Il 13 marzo 2019 il Parlamento britannico ha bocciato l’ipotesi dell’uscita di Londra dall’Ue senza un accordo, approvando un emendamento che esclude l’ipotesi di un No deal.
I voti a favore dell’emendamento che impediva l’uscita senza accordo sono stati 321, mentre i contrari 278.
Il testo approvato era stato promosso sia deputati Tory moderati che dai laburisti ed evita che Londra possa lasciare l’Ue”senza un accordo di recesso e una cornice sulle relazioni future” ratificate.
I parlamentari si sono detti contrari allo scenario più temuto e che avrebbe portato il Regno Unito ad uscire dall’Ue senza un accordo, equiparando il paese ad un qualsiasi altro Stato terzo a Bruxelles.
Gli stessi membri del Partito conservatore non volevano arrivare ad un’uscita senza un accordo: una posizione condivisa da tutta l’opposizione.
Prima del voto la premier May aveva lasciato liberi di votare secondo coscienza gli esponenti del suo partito.
Il Governo di Londra in caso di No deal era comunque pronto a non introdurre dazi sulla maggior parte delle importazioni dall’estero.

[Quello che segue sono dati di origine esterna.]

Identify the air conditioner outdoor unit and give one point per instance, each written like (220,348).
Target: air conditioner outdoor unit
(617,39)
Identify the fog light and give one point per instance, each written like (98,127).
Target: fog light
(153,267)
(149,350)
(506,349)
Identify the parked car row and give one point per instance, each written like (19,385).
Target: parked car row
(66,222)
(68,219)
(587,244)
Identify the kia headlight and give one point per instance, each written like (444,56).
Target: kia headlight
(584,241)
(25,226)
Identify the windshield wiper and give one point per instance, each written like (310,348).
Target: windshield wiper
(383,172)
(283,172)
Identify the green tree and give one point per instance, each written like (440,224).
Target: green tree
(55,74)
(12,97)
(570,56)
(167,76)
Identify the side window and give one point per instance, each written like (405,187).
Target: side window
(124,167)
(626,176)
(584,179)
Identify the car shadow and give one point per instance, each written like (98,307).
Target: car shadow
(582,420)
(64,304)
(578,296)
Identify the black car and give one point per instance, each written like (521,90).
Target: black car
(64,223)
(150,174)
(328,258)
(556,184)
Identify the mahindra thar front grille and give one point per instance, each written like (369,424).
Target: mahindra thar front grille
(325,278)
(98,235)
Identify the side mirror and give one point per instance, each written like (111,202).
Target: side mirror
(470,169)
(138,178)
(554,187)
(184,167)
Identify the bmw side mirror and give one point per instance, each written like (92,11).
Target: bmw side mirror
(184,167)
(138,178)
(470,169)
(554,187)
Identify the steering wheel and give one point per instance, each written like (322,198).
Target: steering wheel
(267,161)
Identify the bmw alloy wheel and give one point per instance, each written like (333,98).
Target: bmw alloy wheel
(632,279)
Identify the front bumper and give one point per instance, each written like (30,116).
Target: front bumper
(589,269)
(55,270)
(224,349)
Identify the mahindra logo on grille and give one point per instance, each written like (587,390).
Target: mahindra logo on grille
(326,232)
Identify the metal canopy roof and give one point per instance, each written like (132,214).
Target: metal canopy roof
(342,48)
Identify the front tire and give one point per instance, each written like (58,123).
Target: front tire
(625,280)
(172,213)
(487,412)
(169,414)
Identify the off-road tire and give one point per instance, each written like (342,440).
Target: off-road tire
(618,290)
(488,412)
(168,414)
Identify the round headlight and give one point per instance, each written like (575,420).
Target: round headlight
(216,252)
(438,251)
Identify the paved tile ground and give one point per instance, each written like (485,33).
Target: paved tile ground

“Se il Regno Unito vuole un’uscita ordinata l’accordo bocciato ieri dalla Camera dei Comuni è il solo trattato disponibile”, aveva affermato in mattinata Michel Barnier, capo-negoziatore dell’Unione europea sulla Brexit.
Barnier ha ripetuto che “la responsabilità prima per uscire dall’impasse in cui si trova questo negoziato appartiene al Regno Unito”. Il voto di ieri “prolunga e aggrava l’incertezza maggiore che è stata creata quasi tre anni fa dalla decisione sovrana che rispettiamo, anche se ci dispiace, di lasciare l’Ue”.
Il voto del 12 marzo ha messo in grave difficoltà il Governo May e le relazioni con l’Ue.
Il Parlamento ha bocciato l’accordo che la premier inglese aveva negoziato con Bruxelles e ha costretto la Camera dei Comuni a riunirsi nuovamente oggi, 13 marzo, per votare sull’uscita senza accordo.
In caso di bocciatura della cosiddetta Hard Brexit, il Parlamento inglese prevedeva già di riunirsi il 14 marzo per chiedere di rimandare l’entrata in vigore dell’articolo 50 del Trattato di Lisbona di 2 anni. Londra quindi chiederebbe di lasciare l’Ue nel 2021 e non alla fine di marzo 2019.
Se giovedì 14 marzo i parlamentari votassero a favore di quest’ultimo scenario, la premier May dovrebbe proporre all’Ue una proroga dei negoziati per l’uscita di Londra.
A quel punto, il Consiglio europeo dovrebbe decidere se accettare o meno la richiesta del Governo inglese il 21 marzo: in caso di risposta affermativa, Londra e Bruxelles ritornerebbero al tavolo dei negoziati per trovare un nuovo accordo.